Tout est parfait. Tout est ordonné, millimétré, immaculé. Trop, évidemment. Il y a forcément quelque chose qui cloche à Victory, petite ville coquette plantée en plein désert californien, comme surgie de nulle part en ces années 50 surannées où les hommes partent gaiement travailler tandis que les femmes déploient leurs talents de bonnes ménagères. Alice commence à s’en rendre compte. En proie à des visions bizarres, et alors que son quotidien lentement se dérègle, elle veut savoir ce qui se trame derrière les sourires forcés, les couleurs pastel et les belles façades des jolies maisons. Et le spectateur avec elle envisageant, de fait, toutes les hypothèses possibles.

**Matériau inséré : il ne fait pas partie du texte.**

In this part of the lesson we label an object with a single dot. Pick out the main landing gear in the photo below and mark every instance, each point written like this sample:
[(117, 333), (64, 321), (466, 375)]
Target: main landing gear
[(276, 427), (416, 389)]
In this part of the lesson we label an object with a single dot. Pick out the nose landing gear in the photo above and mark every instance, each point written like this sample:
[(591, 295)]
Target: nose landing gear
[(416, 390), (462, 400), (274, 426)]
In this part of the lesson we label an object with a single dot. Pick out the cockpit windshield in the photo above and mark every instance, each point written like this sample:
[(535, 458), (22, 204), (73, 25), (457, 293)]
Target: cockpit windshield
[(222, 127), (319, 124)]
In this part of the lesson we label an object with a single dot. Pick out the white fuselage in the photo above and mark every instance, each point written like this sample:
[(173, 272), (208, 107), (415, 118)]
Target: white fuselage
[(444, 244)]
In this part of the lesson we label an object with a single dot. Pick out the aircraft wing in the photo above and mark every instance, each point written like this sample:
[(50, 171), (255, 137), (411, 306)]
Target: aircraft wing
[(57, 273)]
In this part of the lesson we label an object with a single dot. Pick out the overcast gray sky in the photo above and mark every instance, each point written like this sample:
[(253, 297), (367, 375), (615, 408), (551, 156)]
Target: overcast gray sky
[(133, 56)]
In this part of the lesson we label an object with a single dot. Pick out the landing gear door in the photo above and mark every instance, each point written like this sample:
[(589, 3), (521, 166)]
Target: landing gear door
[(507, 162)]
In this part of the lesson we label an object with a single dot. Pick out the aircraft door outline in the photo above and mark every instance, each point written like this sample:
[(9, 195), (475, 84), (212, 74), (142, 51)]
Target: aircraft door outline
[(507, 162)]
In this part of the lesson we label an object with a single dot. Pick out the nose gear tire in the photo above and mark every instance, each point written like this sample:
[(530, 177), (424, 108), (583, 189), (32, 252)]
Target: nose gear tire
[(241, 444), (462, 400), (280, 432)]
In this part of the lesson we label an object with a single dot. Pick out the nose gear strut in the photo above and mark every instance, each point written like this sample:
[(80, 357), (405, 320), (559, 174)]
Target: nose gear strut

Alice est-elle en train de perdre la raison, victime de sa condition aliénante de femme au foyer dont elle cherche à s’affranchir ? Ou Victory est-elle le champ d’une expérience scientifique secrète ? Ou s’agit-il d’un monde alternatif se manifestant soudain ? Ou peut-être une secte mystérieuse, prête à tout pour imposer ses volontés ?... Le problème avec ce genre de films à énigmes et à twists, c’est qu’il faut assurer, savoir sortir le grand jeu au moment des révélations finales (imaginez une seconde Psychose, Usual suspects ou Sixième sens sans leur ultime coup d’éclat…). Et, sur ce point-là, Don’t worry darling déçoit. Parce qu’après s’être ingénié, avec obstination pendant presque deux heures (d’ailleurs le film aurait mérité d’être resserré d’une bonne demi-heure), à nous balader entres fausses pistes, impasses narratives, flashs hallucinatoires et autres indices cryptiques, la clé du mystère s’avère décevante au regard des enjeux déployés et des attentes que le film garantissait.

Olivia Wilde et sa scénariste Katie Silberman, sur un scénario original de Carey Van Dyke, se sont davantage appuyées sur les moyens (et les artifices) pour arriver à ce final, somme toute assez banal, plutôt que le valoriser, le développer intelligemment. Ce qui s’en dégageait était pourtant intéressant, questionnant les rapports de genres en mettant en perspective (et en parallèle) conventions des fifties et ère post #MeToo. Ou comment la promesse du rêve américain sert au contrôle constant des femmes renvoyées à une vie factice de bonheur, programmée contre leur gré, et qui en réalité ne sert qu’aux désirs et au confort des époux (et donc, plus généralement, des hommes).

L’autre problème de Don’t worry darling, c’est qu’il croule sous les références sans jamais pouvoir s’en débarrasser et, plus dommageable, à se les réapproprier ou, pourquoi pas, les sublimer. Ici un peu du Prisonnier, là du Truman show, ici encore des Stepford wifes, là toujours de La quatrième dimension et du Village. En soi rien de désagréable, et on pourra éventuellement y voir une sorte d’hommage, mais c’est franchement sans originalité. Le film semble d’abord s’amuser à compiler plutôt que créer son propre univers, établir sa propre grammaire cinématographique. Et même si la direction artistique chatoie, et si Florence Pugh ne cesse d’impressionner, et si tout cela reste plaisant à regarder, c’est un sentiment de frustration qui prévaut à celui d’une franche réussite.